The Canadian dollar declined the most in more than a week after a report showed economic growth slumped in the first quarter as a harsh winter in North America slowed housing construction, business spending and exports.
The currency trimmed a fourth monthly advance against its U.S. peer as gross domestic product grew at a 1.2 percent annualized pace in January through March, compared with a downwardly revised 2.7 percent in the prior three months, Statistics Canada said in Ottawa. Economists surveyed by Bloomberg predicted growth would slow to a 1.8 percent pace. The U.S. economy contracted at a 1 percent annualized rate in the first quarter, the Commerce Department reported yesterday.

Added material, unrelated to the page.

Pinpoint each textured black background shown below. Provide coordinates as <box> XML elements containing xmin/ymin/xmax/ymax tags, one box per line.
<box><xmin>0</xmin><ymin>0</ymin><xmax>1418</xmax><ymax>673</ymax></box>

“The GDP just disappointed in Canada,” Darcy Browne, managing director of currencies at Canadian Imperial Bank of Commerce’s capital markets unit, said by phone from Toronto. “There could be another camp that looks at this and says, the U.S. printed minus 1 percent and we printed significantly better than that, so maybe this isn’t a sell-Canada environment. But markets are traditionally built around expectations, and expectation wasn’t met on this number.”
The loonie, as the currency is known for the image of the waterfowl on the C$1 coin, dropped 0.1 percent to C$1.0846 per U.S. dollar at 5 p.m. in Toronto after falling as much as 0.3 percent, the most since May 21. It gained 0.1 percent this week, extending its monthly advance to 1.1 percent. It is down 2.1 percent this year.